There’s a Susan Sontag quote on the wall. “The ultimate wisdom of the photographed image is to say: ‘There is the surface. Now, think--or, rather, feel, intuit--what is beyond it, what the reality must be like if it looks this way.’ Strictly speaking, there is never any understanding in a photograph, but only an invitation to fantasy and speculation.” Veins snake outward ominously from legs, reclining figures invite you into their bedrooms, tattoos belie other lives outside the lens. They are transportive and intimate, full of grace.
Hujar, I learn, was inspired by “those who wore their otherness on the outside,” people who were unapologetically themselves, especially those in the downtown New York arts scene of the 1970s. I’ve been asked to explain my own work recently and my own descriptions of it are the same. I wonder if this is why I’ve always been so drawn to his images, their chronicling of lives so different from Hujar’s own, so beautiful in their defiance of norms: specifically, as the exhibition quotes Hujar, “those who push themselves to any extreme” and “cling to the freedom to be themselves.” He was “a connoisseur of life as a performance--and an artist who believed his medium could expose realities behind the surfaces of the world.” There are moments when someone’s description of their own work grabs a hold of your heart and refuses to unlatch itself. This was one of those.

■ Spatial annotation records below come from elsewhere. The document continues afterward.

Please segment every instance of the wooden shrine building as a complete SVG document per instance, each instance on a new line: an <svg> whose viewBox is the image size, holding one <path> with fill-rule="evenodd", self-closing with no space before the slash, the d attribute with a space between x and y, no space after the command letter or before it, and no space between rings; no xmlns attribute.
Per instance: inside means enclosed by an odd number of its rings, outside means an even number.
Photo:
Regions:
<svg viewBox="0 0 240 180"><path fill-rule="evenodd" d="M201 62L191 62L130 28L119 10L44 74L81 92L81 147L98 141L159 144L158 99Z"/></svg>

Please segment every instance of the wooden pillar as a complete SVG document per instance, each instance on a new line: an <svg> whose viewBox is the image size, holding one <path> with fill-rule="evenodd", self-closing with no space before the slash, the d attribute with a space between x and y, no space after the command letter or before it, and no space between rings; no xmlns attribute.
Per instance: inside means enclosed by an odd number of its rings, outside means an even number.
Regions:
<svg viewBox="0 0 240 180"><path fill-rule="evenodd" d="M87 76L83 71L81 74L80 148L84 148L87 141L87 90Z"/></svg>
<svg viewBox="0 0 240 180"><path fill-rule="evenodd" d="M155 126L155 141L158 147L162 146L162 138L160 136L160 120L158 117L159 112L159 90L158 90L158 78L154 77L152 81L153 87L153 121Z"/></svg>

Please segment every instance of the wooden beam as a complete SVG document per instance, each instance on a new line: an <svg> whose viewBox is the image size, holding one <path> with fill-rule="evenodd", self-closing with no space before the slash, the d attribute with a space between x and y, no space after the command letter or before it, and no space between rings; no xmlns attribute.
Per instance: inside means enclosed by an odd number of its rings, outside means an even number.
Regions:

Hujar’s images are a history of the time, this intersection of art and gender and culture at what is arguably one of the most culturally heightened, prolific times in the city during the last century. They are a history of art and life, of sex and death.
Outside of the exhibition, there’s a chronology of Hujar’s much too short time on this earth. It’s strange how such a display of someone’s life reduces it to a series of bullet points.
*
I leave the Morgan and my head starts hurting again. The night air has dropped a few degrees from the daytime, and I button up my coat. My brain seeks out a hamburger and french fries, a rather unusual request from said source, so I decide to honor it. My legs carry me to Joe Junior, an iconic, classic New York diner on 17th Street and 3rd Avenue, taking me down Park Avenue on the way there. Wind softly whips into my cheeks. I’ve never been to Joe Junior, but I’ve heard tell of their excellent hamburgers. Sidling up to their lunch counter--it’s one of my favorite ways to sit in a restaurant these days--I admire the mirror and wood-panel walls that scream of the 1970s, the short blush stools, the beige wraparound counter, the old rusting cash register with real buttons you can press with your real fingers. I order a patty melt please, medium on whole wheat with swiss cheese, sauteed onions and mushrooms. Biting into it, the toast is crispy and buttery, the meat juicy, the onions sweet. My headache has dissipated again and it might return, but for now my other senses are gratefully distracted.